By: That friend you hate at first but secretly love because she has your back

After a semester sabbatical, I am back, snitches. I wanted to swear right there but my editor would

probably end my career after this column. Not that there is much to it to begin with.

Let me be honest with you. This is a Pro-Active Advice column. It’s proactive like the adjective,

so these problems may or may not be based on real life but here’s to anticipating your drama. If you

could relate to it, then that’s just peachy keen. C’est bloody la vie if you can’t. I’m not here to strike your

fancy. Letters to the editor are oh so welcome.

Dear Anonymous Advice Giver,

I have fallen in love with someone I shouldn’t be falling in love with. I have that Buzzcocks song on

repeat on my Spotify playlist and I can’t stop listening to it. And I just can’t stop thinking about her.

When I first met her, I never thought that we’d mesh together as well as we did. Due to complicated

circumstances, we decided not to pursue a relationship but we can’t help colliding every time we meet. I

don’t know what else to do.

Carl Junior

Hey Carl,

I don’t know what else to say to you besides the obvious “Why do you even?” but I’m sure that you

have said that to yourself a million times before. All I can then say is this: I hope that she is worth the

“it’s complicated” relationship limbo you’re putting yourselves through. It’s tough, man. Fight if it’s

worth it and don’t if it isn’t.
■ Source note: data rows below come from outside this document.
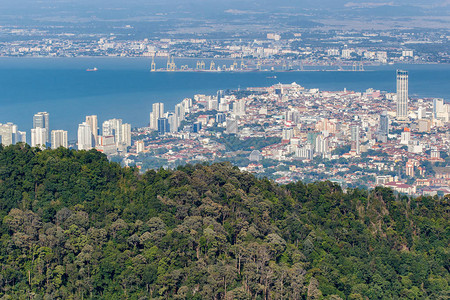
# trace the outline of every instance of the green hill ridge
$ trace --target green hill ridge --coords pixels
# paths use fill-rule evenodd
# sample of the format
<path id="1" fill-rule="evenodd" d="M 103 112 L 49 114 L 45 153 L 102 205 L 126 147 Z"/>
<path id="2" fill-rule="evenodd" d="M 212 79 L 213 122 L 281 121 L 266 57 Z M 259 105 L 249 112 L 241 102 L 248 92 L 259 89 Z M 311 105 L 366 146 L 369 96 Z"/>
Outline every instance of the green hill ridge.
<path id="1" fill-rule="evenodd" d="M 449 198 L 0 146 L 0 299 L 448 299 Z"/>

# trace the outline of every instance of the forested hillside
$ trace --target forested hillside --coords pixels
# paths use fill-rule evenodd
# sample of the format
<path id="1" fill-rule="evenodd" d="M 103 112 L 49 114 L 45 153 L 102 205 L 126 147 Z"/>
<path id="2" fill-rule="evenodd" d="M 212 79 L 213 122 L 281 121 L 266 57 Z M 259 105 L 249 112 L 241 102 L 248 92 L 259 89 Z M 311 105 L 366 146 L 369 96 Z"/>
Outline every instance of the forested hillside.
<path id="1" fill-rule="evenodd" d="M 15 145 L 0 217 L 1 299 L 450 297 L 449 198 Z"/>

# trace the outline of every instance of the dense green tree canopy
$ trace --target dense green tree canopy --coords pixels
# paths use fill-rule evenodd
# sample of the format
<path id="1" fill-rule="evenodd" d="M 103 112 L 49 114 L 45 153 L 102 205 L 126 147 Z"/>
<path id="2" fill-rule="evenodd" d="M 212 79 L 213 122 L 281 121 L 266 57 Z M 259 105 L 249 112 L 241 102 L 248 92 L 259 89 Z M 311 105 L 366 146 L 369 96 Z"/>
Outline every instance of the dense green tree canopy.
<path id="1" fill-rule="evenodd" d="M 0 298 L 448 299 L 449 198 L 0 149 Z"/>

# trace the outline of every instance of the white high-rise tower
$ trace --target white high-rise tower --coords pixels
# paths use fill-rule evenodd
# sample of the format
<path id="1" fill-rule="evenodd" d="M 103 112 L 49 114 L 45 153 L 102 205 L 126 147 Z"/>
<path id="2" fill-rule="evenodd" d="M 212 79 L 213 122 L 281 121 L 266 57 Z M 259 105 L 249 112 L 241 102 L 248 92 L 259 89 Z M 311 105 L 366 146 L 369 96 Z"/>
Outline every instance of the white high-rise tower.
<path id="1" fill-rule="evenodd" d="M 91 127 L 92 139 L 94 140 L 94 146 L 98 143 L 98 120 L 96 115 L 86 116 L 86 123 Z"/>
<path id="2" fill-rule="evenodd" d="M 38 112 L 33 116 L 33 128 L 45 128 L 46 136 L 45 142 L 49 142 L 48 135 L 50 134 L 50 126 L 49 126 L 49 114 L 48 112 Z M 45 146 L 45 144 L 44 144 Z"/>
<path id="3" fill-rule="evenodd" d="M 52 149 L 58 149 L 59 147 L 67 148 L 67 146 L 67 131 L 52 130 Z"/>
<path id="4" fill-rule="evenodd" d="M 88 123 L 78 125 L 78 150 L 92 149 L 92 130 Z"/>
<path id="5" fill-rule="evenodd" d="M 397 70 L 397 119 L 408 118 L 408 72 Z"/>
<path id="6" fill-rule="evenodd" d="M 150 129 L 158 130 L 158 119 L 164 117 L 164 103 L 153 103 L 150 113 Z"/>

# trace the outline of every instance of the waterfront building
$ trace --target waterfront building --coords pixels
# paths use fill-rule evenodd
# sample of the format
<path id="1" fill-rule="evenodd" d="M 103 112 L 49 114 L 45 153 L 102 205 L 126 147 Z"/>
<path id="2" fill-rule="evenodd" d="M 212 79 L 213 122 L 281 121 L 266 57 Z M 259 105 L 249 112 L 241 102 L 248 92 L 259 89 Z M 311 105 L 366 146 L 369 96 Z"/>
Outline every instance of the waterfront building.
<path id="1" fill-rule="evenodd" d="M 78 150 L 92 149 L 92 131 L 88 123 L 78 125 Z"/>
<path id="2" fill-rule="evenodd" d="M 166 132 L 169 132 L 169 120 L 167 118 L 159 118 L 158 119 L 158 133 L 161 135 L 166 134 Z"/>
<path id="3" fill-rule="evenodd" d="M 13 123 L 0 124 L 0 136 L 3 146 L 17 142 L 17 125 Z"/>
<path id="4" fill-rule="evenodd" d="M 117 146 L 114 141 L 114 136 L 113 135 L 99 136 L 98 137 L 98 145 L 97 145 L 96 149 L 97 149 L 97 151 L 100 151 L 106 155 L 116 154 Z"/>
<path id="5" fill-rule="evenodd" d="M 96 115 L 86 116 L 86 123 L 91 127 L 93 145 L 97 146 L 98 143 L 98 119 Z"/>
<path id="6" fill-rule="evenodd" d="M 45 136 L 45 143 L 49 142 L 49 113 L 48 112 L 38 112 L 33 116 L 33 128 L 45 128 L 46 129 L 46 136 Z"/>
<path id="7" fill-rule="evenodd" d="M 238 133 L 238 120 L 237 119 L 227 119 L 227 134 L 237 134 Z"/>
<path id="8" fill-rule="evenodd" d="M 380 122 L 378 124 L 377 140 L 386 143 L 389 135 L 389 116 L 387 112 L 380 115 Z"/>
<path id="9" fill-rule="evenodd" d="M 136 153 L 137 154 L 144 152 L 144 150 L 145 150 L 144 141 L 136 141 L 135 144 L 136 144 Z"/>
<path id="10" fill-rule="evenodd" d="M 153 103 L 150 113 L 150 129 L 158 130 L 158 120 L 164 117 L 164 103 Z"/>
<path id="11" fill-rule="evenodd" d="M 361 149 L 360 149 L 359 125 L 350 126 L 350 139 L 351 139 L 351 151 L 356 152 L 356 154 L 360 154 Z"/>
<path id="12" fill-rule="evenodd" d="M 59 147 L 68 147 L 67 131 L 65 130 L 52 130 L 52 149 Z"/>
<path id="13" fill-rule="evenodd" d="M 47 136 L 46 128 L 36 127 L 31 129 L 31 147 L 45 149 Z"/>
<path id="14" fill-rule="evenodd" d="M 408 118 L 408 72 L 397 70 L 397 119 Z"/>
<path id="15" fill-rule="evenodd" d="M 131 147 L 131 124 L 122 124 L 122 140 L 120 143 L 126 147 Z"/>
<path id="16" fill-rule="evenodd" d="M 233 103 L 233 113 L 236 116 L 243 116 L 245 115 L 245 100 L 236 100 Z"/>

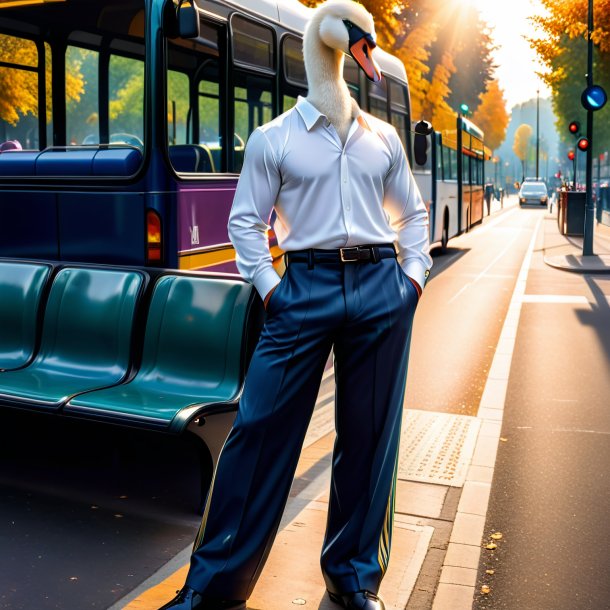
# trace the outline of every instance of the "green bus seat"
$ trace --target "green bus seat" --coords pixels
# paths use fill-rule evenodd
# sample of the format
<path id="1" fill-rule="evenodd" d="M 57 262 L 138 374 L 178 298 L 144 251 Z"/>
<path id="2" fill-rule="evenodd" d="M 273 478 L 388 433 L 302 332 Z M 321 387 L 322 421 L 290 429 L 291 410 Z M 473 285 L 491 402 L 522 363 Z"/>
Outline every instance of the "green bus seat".
<path id="1" fill-rule="evenodd" d="M 34 356 L 40 301 L 49 265 L 0 262 L 0 370 L 18 369 Z"/>
<path id="2" fill-rule="evenodd" d="M 235 411 L 252 297 L 252 286 L 239 280 L 162 276 L 136 376 L 76 396 L 64 412 L 180 433 L 214 407 Z"/>
<path id="3" fill-rule="evenodd" d="M 0 404 L 59 409 L 80 392 L 119 383 L 144 275 L 69 267 L 49 292 L 40 349 L 32 363 L 0 374 Z"/>

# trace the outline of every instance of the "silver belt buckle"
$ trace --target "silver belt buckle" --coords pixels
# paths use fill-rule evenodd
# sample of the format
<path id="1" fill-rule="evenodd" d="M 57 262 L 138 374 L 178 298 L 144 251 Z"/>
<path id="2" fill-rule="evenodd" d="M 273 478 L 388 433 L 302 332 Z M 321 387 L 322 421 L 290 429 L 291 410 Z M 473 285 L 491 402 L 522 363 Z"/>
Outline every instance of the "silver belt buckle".
<path id="1" fill-rule="evenodd" d="M 355 253 L 356 258 L 345 258 L 347 252 Z M 339 248 L 339 254 L 341 255 L 342 263 L 357 263 L 358 262 L 358 246 L 352 246 L 351 248 Z"/>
If all else fails, let it go. It will hurt, but after all the rain, you’ll see the sun

come out again.

Dear Anonymous Advice Giver,

I think I’m royally screwed. It’s the second week of school and I think I have run out of time to drop a

class I’m not enjoying. Is my situation redeemable or have I dug myself a really deep hole for the rest of

the semester?

A typical college student

Dear Hole-Digger,

Fortunately for you, your hole is not that deep. You’ve got two choices here: either “drop” the class by 5

pm on Wednesday, Sept. 16th and receive 50 percent of your money/student loan back or find a way

around it by changing your attitude about it. However, if your instructor is a total dick, you are pretty

much screwed. I’m kidding. If your instructor is a total dick, you could tell him/her to stop being one in a

civil manner. If he/she refuses to change, you could report him/her to the department chair and let

them handle the matter. Honestly though, I’m a huge proponent of enjoying the classes I take but once

in a while I have to bite a goddamn bullet for a required class. Chat with your adviser and see what they

think for a second opinion. I might just be full of fluff anyway.